SssssssssssssssssssssssStatic!
My 2 cents.
Roger, N0VR
-----Original Message-----
From: vhfcontesting-bounces@contesting.com
[mailto:vhfcontesting-bounces@contesting.com] On Behalf Of Duane - N9DG
Sent: Wednesday, June 18, 2008 2:32 PM
To: 'VHF Contest Reflector'; aa5jg@lcisp.com
Subject: Re: [VHFcontesting] VHF contesting ethics questions
--- On Wed, 6/18/08, John AA5JG <aa5jg@lcisp.com> wrote:
>
> But 70 years ago you listened to the band yourself and
> tuned the radio yourself finding the stations to work.

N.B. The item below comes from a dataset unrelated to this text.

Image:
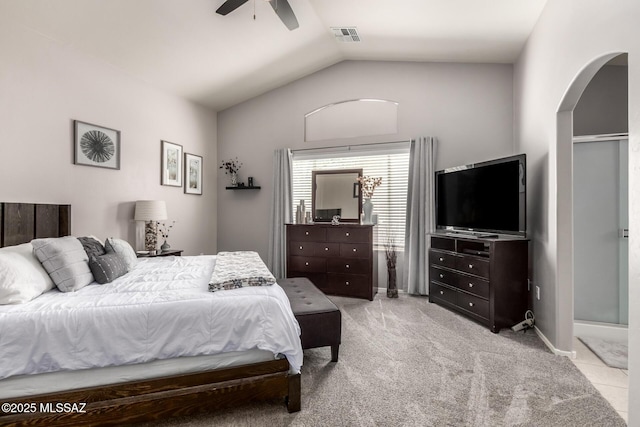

> There were no computers involved. It was just you and your
> equipment. If I understand it correctly, doesn't CW
> skimmer tune the band for you, decode the CW, and print it
> out on the screen by station and frequency? We may have
> done that with paper and pencil 70 years ago, but the
> tuning and decoding was done by the operator, not by the
> computer.
>
> 73s John AA5JG
But 70 years ago you *did* use some kind of *technology*, be it a cat
whisker diode detector, TRF, regenerative detector, or even some new fangled
triode detector/super heterodyne. But what you didn't do is extract
information about who was on the bands by sticking each of the leads of the
600 ohm ladder line in each ear ;).
Bottom line technology has always been a core part of ham radio. And today
computers are just another piece of technology that can be used. Just like
the new fangled superhet was in its day. So despite the signals ultimately
being *audible* it was still *technology* that actually enabled you to know
that the signals were there or not. And I doubt that there were many
telephone based spotting networks back in the 1930's either.
But what many of the anti computer in ham radio crowd try to do equate
"computers integrated radio" as being the same thing as "Internet with
radio". They are by no means the same thing at all.
I believe the real crux of the debate should be centered on whether the use
of other parallel means of information to find, or make the contact is
permissible or not. Not whether computers are permissible or not.
This whole issue is really reaching a fever pitch today because of cheap
common carrier communications. The Internet being a good example of such.
What ham radio cannot afford to do is to arbitrarily pick some technology
plateau, or some technological place in time as the benchmark or definition
of ham radio. That is completely counter to its very purpose and I'm
convinced will surely lead to its demise in short order.